Relief for developers and lenders has thus far been led at the local government level, with Zhengzhou city, the capital of Henan province and the city most affected by mortgages at risk of default, having created a property developer bailout fund. The fund has been established jointly by two local government backed firms, Henan Asset Management and Zhengzhou Real Estate Group. The governments of Chongqing and Ningbo have also set up working groups to address unfinished housing projects, but these have not led to any affirmative steps as of yet.

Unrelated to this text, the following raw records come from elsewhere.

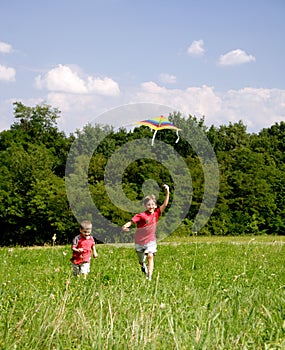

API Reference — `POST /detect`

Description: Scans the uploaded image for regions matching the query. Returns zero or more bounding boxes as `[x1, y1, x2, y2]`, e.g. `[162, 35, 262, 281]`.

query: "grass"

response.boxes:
[0, 237, 285, 350]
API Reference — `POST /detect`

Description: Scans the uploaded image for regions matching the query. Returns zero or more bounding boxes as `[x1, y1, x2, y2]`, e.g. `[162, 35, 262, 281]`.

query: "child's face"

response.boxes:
[80, 226, 92, 238]
[145, 199, 156, 213]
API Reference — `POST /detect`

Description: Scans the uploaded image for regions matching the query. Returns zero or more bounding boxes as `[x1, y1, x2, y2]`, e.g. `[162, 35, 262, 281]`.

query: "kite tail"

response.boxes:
[151, 130, 157, 146]
[175, 130, 180, 143]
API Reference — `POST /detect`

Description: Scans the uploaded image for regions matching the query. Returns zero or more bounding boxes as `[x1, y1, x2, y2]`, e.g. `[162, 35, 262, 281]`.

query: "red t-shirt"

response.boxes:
[132, 208, 161, 245]
[70, 234, 95, 265]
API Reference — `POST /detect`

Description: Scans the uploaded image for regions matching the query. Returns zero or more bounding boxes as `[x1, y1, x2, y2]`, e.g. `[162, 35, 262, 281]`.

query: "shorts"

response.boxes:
[135, 241, 157, 263]
[71, 262, 90, 276]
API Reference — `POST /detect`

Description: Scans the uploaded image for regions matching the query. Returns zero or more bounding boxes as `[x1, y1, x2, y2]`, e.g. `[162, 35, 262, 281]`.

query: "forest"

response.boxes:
[0, 102, 285, 246]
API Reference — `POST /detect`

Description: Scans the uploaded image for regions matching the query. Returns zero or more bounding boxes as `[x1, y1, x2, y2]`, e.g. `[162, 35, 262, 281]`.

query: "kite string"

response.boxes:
[175, 130, 180, 143]
[151, 130, 157, 146]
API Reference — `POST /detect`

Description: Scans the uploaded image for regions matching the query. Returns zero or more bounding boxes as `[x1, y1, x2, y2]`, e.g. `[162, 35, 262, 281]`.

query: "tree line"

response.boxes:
[0, 102, 285, 245]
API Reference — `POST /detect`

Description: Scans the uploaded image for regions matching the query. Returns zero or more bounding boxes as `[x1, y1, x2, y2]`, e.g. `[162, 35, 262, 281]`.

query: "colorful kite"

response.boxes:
[136, 115, 181, 146]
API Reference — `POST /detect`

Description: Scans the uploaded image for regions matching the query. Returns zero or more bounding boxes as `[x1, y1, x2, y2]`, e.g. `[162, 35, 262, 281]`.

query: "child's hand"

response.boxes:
[163, 184, 169, 192]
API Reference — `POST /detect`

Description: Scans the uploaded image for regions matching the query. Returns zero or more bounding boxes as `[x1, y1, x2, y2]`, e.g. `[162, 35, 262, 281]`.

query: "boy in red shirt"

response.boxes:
[70, 220, 98, 279]
[122, 185, 169, 281]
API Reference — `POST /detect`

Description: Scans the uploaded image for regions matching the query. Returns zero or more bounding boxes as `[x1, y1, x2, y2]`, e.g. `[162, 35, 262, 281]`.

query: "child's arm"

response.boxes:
[71, 246, 83, 253]
[160, 184, 169, 213]
[92, 244, 98, 258]
[122, 221, 133, 232]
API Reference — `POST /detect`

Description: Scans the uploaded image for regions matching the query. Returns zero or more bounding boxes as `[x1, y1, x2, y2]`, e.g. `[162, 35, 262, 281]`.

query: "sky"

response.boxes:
[0, 0, 285, 134]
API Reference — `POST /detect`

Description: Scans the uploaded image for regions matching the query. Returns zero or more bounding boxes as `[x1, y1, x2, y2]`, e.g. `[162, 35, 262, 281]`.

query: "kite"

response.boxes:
[136, 115, 181, 146]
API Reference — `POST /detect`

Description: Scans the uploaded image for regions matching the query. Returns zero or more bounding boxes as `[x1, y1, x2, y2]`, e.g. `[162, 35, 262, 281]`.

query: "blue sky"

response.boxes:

Action from the central government has so far been mostly constrained to announcements of potential initiatives and strategic shifts from regulators. The China Banking and Insurance Regulatory Commission (CBIRC), has in its statements confirmed that it is undertaking efforts to coordinate with the central bank and housing regulator to ensure the delivery of sold housing units. It has also instructed banks to meet developers’ financing requirements “where reasonable”. Further, the CBIRC is exploring tightening regulations surrounding the escrow accounts into which mortgage servicing payments are received to ensure that the funds are used for their intended purpose of completing housing projects rather than servicing debt. The China Securities Regulatory Commission (CSRC) has requested that banks disclose their degree of exposure to mortgage related assets at risk from the property crisis. The Housing Regulator has also distributed surveys among affected homebuyers to assess the scope of the situation. The only major initiative so far announced by the central government is the launch of a central real estate fund to help property developers resolve their debt crisis. The plan is for the central bank to raise Rmb80bb of funding initially, with other banks then raising the total to Rmb300bb ($44bb). This initiative is not aimed at completing projects like the one in Zhengzhou, but rather at assisting developers in servicing their debt, the primary cause of the construction delays.

== Impact ==
The mortgage boycott has further exacerbated the already extensive damage to the Chinese real estate sector, the largest economic sector in China. The threat of widespread mortgage default risks damage to a financial sector already burdened by real estate firms struggling to service their debt. The boycott's ramifications however have so far been contained to China. Lack of contamination was likely due to policies restricting foreign investment in the real estate market. At most, the greatest impact on foreign investors came in the form of stock dips in East Asian markets, notably in SARs of Hong Kong and Macau.

According to Reuters, real estate investment in China fell 12.3% between July 2021 and July 2022. In the same timeframe, new project numbers dropped by 45.4% and bank loans made out to developers dropped by 36.8%. Evergrande, the conglomerate responsible for most in-progress developments, invests in multiple industries outside of the housing market as well. Reports suggest that activity in these sectors has declined with the housing market.

In addition to developers, halted construction projects have also negatively impacted businesses along the housing supply chain which handle construction materials, plumbing, and landscaping. Without a revenue stream from homeowners and developers, many of these small businesses which build and sustain housing projects have been unable to or refused to pay bills.

Individual Chinese homeowners, who have largely used real estate as a primary avenue of investment in the past decade, no longer view the market as a haven for their earnings. As a result, the historic Chinese development model which is dependent on the “pay before build” system is under threat. Despite the growing boycott, the Chinese government stressed that the country's broader economy was well protected.

By July 2022, 235 property developments were affected by boycotts spanning across 24 of China's 31 provinces. Researchers fear that the boycott could affect even more homebuyers. The country's high home ownership rate (96% in 2020) combined with the amount of wealth which Chinese citizens tie in with real estate was cause for alarm. As a result, economic as well as social instability was a growing concern for Chinese officials.